I am experiencing bizarre behavior on scaling a multiprocess/multithreaded C++ application. The application contains 10 separate processes, communicating through Unix Domain Sockets and each one having ~100 threads doing IO and several processes on that IO. The system is OLTP and transaction process time is critical. The IPC IO is based on boost serialization using zmq over unix domain sockets (it is fast enough on all benchmarks on our local server, two old xeons with 24 cores). Now, we do observer insanely low performance on systems with higher numer of cores!
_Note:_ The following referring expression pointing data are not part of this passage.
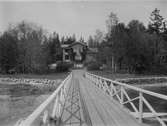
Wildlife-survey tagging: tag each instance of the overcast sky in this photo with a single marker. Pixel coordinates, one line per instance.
(80, 18)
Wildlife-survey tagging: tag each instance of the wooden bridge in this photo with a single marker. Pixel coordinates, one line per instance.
(84, 99)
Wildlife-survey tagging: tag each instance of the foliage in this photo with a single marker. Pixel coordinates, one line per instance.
(27, 48)
(134, 47)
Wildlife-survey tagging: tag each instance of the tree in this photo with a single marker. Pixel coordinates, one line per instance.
(156, 27)
(8, 52)
(156, 22)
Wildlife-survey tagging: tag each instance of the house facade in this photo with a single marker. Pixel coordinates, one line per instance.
(75, 52)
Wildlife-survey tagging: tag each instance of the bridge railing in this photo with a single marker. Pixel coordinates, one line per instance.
(141, 108)
(49, 111)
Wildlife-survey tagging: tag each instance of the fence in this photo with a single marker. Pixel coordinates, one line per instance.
(49, 111)
(118, 91)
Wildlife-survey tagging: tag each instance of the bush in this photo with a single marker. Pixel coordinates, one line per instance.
(93, 66)
(63, 66)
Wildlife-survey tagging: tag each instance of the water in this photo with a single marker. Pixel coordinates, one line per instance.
(18, 101)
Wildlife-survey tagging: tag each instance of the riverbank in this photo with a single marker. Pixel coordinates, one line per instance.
(18, 100)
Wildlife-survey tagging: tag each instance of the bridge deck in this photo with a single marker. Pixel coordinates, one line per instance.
(88, 105)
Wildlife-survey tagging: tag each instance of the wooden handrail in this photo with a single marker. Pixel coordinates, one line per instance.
(161, 96)
(115, 86)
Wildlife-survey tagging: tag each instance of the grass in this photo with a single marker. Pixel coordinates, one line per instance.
(53, 76)
(121, 76)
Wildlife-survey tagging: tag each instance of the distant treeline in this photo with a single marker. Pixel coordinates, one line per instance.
(133, 47)
(28, 48)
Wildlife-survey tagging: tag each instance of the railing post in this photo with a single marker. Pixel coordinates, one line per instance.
(45, 118)
(122, 96)
(55, 107)
(140, 107)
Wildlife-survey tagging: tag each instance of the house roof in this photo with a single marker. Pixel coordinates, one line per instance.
(81, 43)
(65, 45)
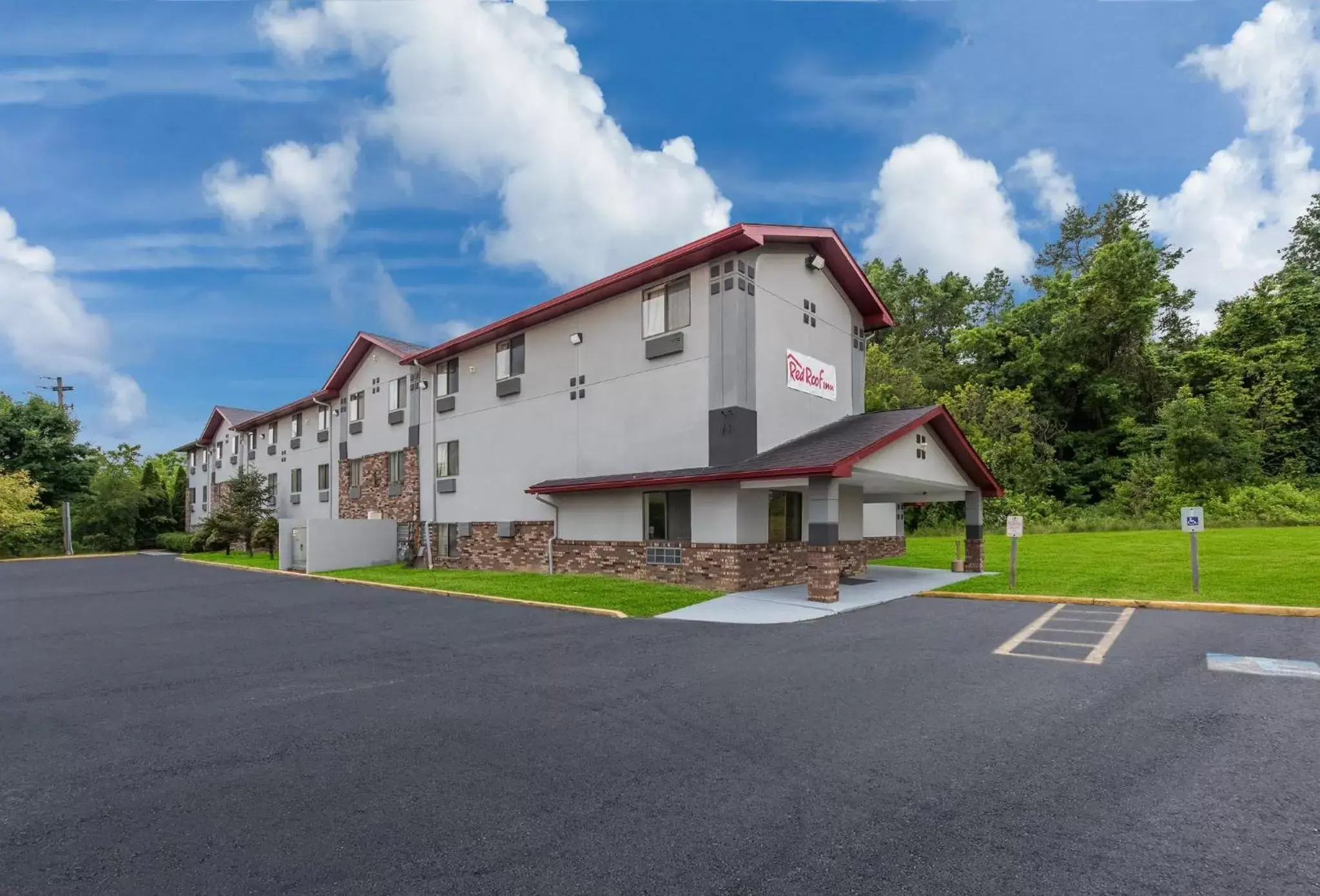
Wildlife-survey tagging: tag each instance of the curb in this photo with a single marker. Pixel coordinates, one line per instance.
(1204, 606)
(28, 560)
(569, 607)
1x Intel® Xeon® X5650 - virtual - 6 cores - TPS is ~150 (expected)
1x Intel® Xeon® E5-4669 v4 - dedicated - 32 cores - TPS is ~700 (expected)
2x Intel® Xeon® E5-2699 v4 - dedicated - 88 cores - TPS is ~90 (should have been ~2000)

Running several benchmarks on the 3rd server shows perfectly normal processor power. memory bandwidth and latency looks normal.

htop shows very high times on kernel (the red part). So our first guess was that some system calls takes too long time to accomplish, or we have done something wrong in multi-threaded code. (See the picture below) perf top reports a specific systemcall/kernel routine (native_queued_spin_lock_slowpath) to take about 40% of kernel time (See below Image) Which we have no idea what it does.

However yet another very strange observation is this:

lowering the count of cores assigned to processes, makes the system utilize cores better (more green parts, higher cpu usage) and makes the entire software (all 10 processes) run much faster (TPS is ~400).

So, when we run the processes with taskset -cp 0-8 service we reach ~400 TPS.

How can you explain why lowering number of assigned CPUs from 88 to 8 makes the system run 5 times faster, yet 1/4th of the expected performance on 88 cores?

Additional information:
OS: Debian 9.0 amd64
Kernel: 4.9.0

Answer 1

Sure looks like a NUMA effect when multiple sockets degrades performance drastically.

perf is very useful. Already in the perf report, you can see native_queued_spin_lock_slowpath taking 35%, which seems like a very large amount of overhead for your concurrency code. The tricky part is visualizing what is calling what, if you don't know the concurrency code extremely well.

I would recommend making flame graphs out of system wide CPU sampling. Quick start:

git clone https://github.com/brendangregg/FlameGraph  # or download it from github
cd FlameGraph
perf record -F 99 -a -g -- sleep 60
perf script | ./stackcollapse-perf.pl > out.perf-folded
./flamegraph.pl out.perf-folded > perf-kernel.svg

In the resulting graphic, look for the tallest "plateaus". Which indicate functions with the most exclusive time.

I look forward to when the bpfcc-tools package is in Debian stable, it will enable collection of these "folded" stacks directly with less overhead.

What you do with this depends on what you find. Know what critical section is being protected by a lock. Compare to existing research into scalable synchronization on modern hardware. For example, a Concurrency Kit presentation notes that different spinlock implementations have different properties.

Answer 2

I would dare saying this is a hardware "issue". You overload the IO subsystem and it is of this kings that more paralellism makes it slower (like discs).

THe main indications are:

• ~100 threads for IO
• You say nothing about IO. That is typical an area inexperienced people overlook and never talk about. Typical for databases "oh, i have that much ram, but i don't tell you I run from a slow large capacity disc, why am I slow".

Answer 3

Because software manufacturers are mostly too lazy to make multi-core optimizations.

Software designers rarely design software that can use the full hardware capabilities of a system. Some very well written software can be considered good is the coin-mining software, since many of them are able to use the video card's processing power near it's maximum level (unlike the games, which never get close to utilizing the true processing power of a GPU).

A similar thing is valid for quite a lot of software now-days. They never bother to do multi-core optimizations, therefore performance will be better when running that software will less cores set at higher speed compared to more lower speed cores. In the case of more and faster cores, that cannot be an advantage all the time for the same reason: poorly written code. The program will try to split it's sub-tasks across too many cores and that will actually delay overall processing.